Herbert Fromme Eine alte Unsitte wird wieder belebt. Große Konzerne wie Allianz und Münchener Rück veröffentlichen „vorläufige“ Zahlen, führen dazu Presse- und Analystenkonferenzen durch. Dabei liegen die Jahresabschlüsse und -berichte noch nicht vor. Sie werden dann drei oder vier Wochen später nachgereicht. Dann interessiert sich kein Mensch mehr dafür.
Die börsennotierten Konzerne begründen die geteilte Berichterstattung mit den Vorschriften des Aktienrechts. Sobald vorläufige Zahlen vorliegen, argumentieren sie, müssen sie ihre Aktionäre und damit die Öffentlichkeit unterrichten. Das diene der Transparenz. Warum dann nicht gleich die ganze Bilanz veröffentlicht werden kann, sagen sie nicht.
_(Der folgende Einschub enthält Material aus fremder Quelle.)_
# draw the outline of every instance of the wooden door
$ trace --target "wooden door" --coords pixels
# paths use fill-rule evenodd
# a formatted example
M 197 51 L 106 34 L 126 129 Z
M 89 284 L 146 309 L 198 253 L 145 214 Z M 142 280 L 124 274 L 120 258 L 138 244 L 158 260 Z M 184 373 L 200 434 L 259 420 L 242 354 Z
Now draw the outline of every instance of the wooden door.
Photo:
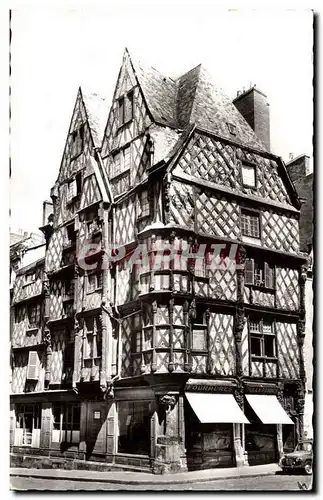
M 86 426 L 86 458 L 94 459 L 107 451 L 107 409 L 108 404 L 89 401 Z

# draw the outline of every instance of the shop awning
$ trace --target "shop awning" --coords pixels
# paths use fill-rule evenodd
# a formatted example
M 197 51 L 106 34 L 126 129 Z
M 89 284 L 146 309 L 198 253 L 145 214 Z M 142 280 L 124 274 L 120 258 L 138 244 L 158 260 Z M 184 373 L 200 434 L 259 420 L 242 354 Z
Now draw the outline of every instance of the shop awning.
M 246 398 L 263 424 L 293 424 L 276 396 L 246 394 Z
M 232 394 L 186 392 L 194 413 L 202 424 L 249 424 Z

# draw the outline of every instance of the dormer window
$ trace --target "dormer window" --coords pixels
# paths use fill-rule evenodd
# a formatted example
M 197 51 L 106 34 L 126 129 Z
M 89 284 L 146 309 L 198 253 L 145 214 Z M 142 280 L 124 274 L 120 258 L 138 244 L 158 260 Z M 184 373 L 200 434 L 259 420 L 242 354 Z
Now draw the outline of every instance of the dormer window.
M 227 123 L 231 135 L 237 135 L 236 126 L 233 123 Z
M 133 92 L 128 92 L 120 97 L 119 106 L 119 127 L 125 125 L 133 119 Z

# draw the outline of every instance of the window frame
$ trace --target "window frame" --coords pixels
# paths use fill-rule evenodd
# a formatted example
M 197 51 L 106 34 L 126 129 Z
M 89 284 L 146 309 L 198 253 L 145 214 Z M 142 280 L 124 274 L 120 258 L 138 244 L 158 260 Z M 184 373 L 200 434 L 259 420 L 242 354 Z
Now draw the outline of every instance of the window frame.
M 131 113 L 129 114 L 128 117 L 126 116 L 126 109 L 129 103 L 131 103 L 130 106 Z M 128 92 L 125 92 L 118 99 L 118 124 L 119 124 L 118 128 L 120 129 L 124 125 L 127 125 L 128 123 L 132 122 L 133 116 L 134 116 L 134 91 L 133 89 L 131 89 Z
M 251 329 L 251 324 L 258 324 L 259 329 Z M 264 332 L 264 324 L 270 324 L 271 333 Z M 249 349 L 250 349 L 250 359 L 251 361 L 277 361 L 277 335 L 276 326 L 274 320 L 267 320 L 263 318 L 248 317 L 248 335 L 249 335 Z M 265 340 L 272 340 L 273 355 L 266 354 Z M 252 352 L 252 340 L 257 340 L 260 343 L 260 354 L 254 354 Z
M 32 310 L 35 309 L 35 322 L 31 322 L 31 317 L 33 316 Z M 41 319 L 41 305 L 37 304 L 28 304 L 27 306 L 27 318 L 28 318 L 28 330 L 38 330 L 40 327 L 40 319 Z
M 244 179 L 243 179 L 243 169 L 244 168 L 249 168 L 249 169 L 252 168 L 253 169 L 254 174 L 255 174 L 254 175 L 254 177 L 255 177 L 255 183 L 254 183 L 254 185 L 247 184 L 247 183 L 244 182 Z M 256 165 L 254 163 L 249 163 L 247 161 L 241 162 L 241 184 L 242 184 L 243 187 L 248 188 L 248 189 L 249 188 L 250 189 L 255 189 L 255 190 L 257 189 L 257 167 L 256 167 Z
M 251 266 L 249 266 L 249 263 Z M 256 280 L 256 274 L 262 273 L 262 280 Z M 252 280 L 247 278 L 247 273 L 252 273 Z M 275 266 L 267 261 L 259 261 L 254 258 L 249 258 L 245 261 L 244 267 L 244 283 L 245 286 L 253 286 L 264 288 L 266 290 L 275 291 Z M 267 286 L 267 284 L 271 286 Z
M 243 223 L 243 218 L 244 217 L 255 217 L 258 220 L 258 236 L 255 236 L 254 234 L 250 233 L 245 233 L 244 232 L 244 223 Z M 248 221 L 248 229 L 250 231 L 250 219 Z M 252 238 L 254 240 L 259 240 L 261 241 L 261 212 L 259 210 L 253 210 L 250 208 L 244 208 L 240 207 L 240 231 L 241 231 L 241 236 L 246 237 L 246 238 Z
M 93 276 L 95 276 L 95 282 L 94 282 L 94 288 L 90 288 L 89 284 L 90 284 L 90 277 L 92 278 Z M 103 287 L 103 273 L 102 271 L 98 271 L 98 270 L 94 270 L 94 271 L 88 271 L 87 275 L 86 275 L 86 293 L 87 294 L 90 294 L 90 293 L 94 293 L 94 292 L 98 292 L 100 290 L 102 290 L 102 287 Z
M 75 158 L 80 156 L 80 154 L 82 154 L 84 151 L 84 131 L 85 124 L 81 123 L 78 128 L 71 132 L 71 160 L 74 160 Z M 78 144 L 76 145 L 76 143 Z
Denn in Wirklichkeit werden die Versicherer so intransparenter. Gerade bei ihnen erschließt sich der tatsächliche Zustand einer Gesellschaft – wenn überhaupt – erst aus den zahlreichen Daten des Geschäftsberichts und im Vergleich über einen längeren Zeitraum. Für die Unternehmen ist die Versuchung sehr groß, in ihrer vorläufigen Berichterstattung nicht ganz so positive Entwicklungen etwas kleiner darzustellen.
Zur Vernebelung führt leider auch die grassierende Quartalsberichterstattung der Assekuranz. Jeder Versicherer kann mit Reservestärkungen oder -auflösungen sein Ergebnis kurzfristig spürbar und legal gestalten, auch Vertriebe haben da zahlreiche Möglichkeiten. Über den wahren Zustand einer Gesellschaft sagen die Quartalszahlen in einer Branche, die Risiken auch über die Zeit ausgleicht, herzlich wenig aus.
Herbert Fromme ist Versicherungskorrespondent der Financial Times Deutschland.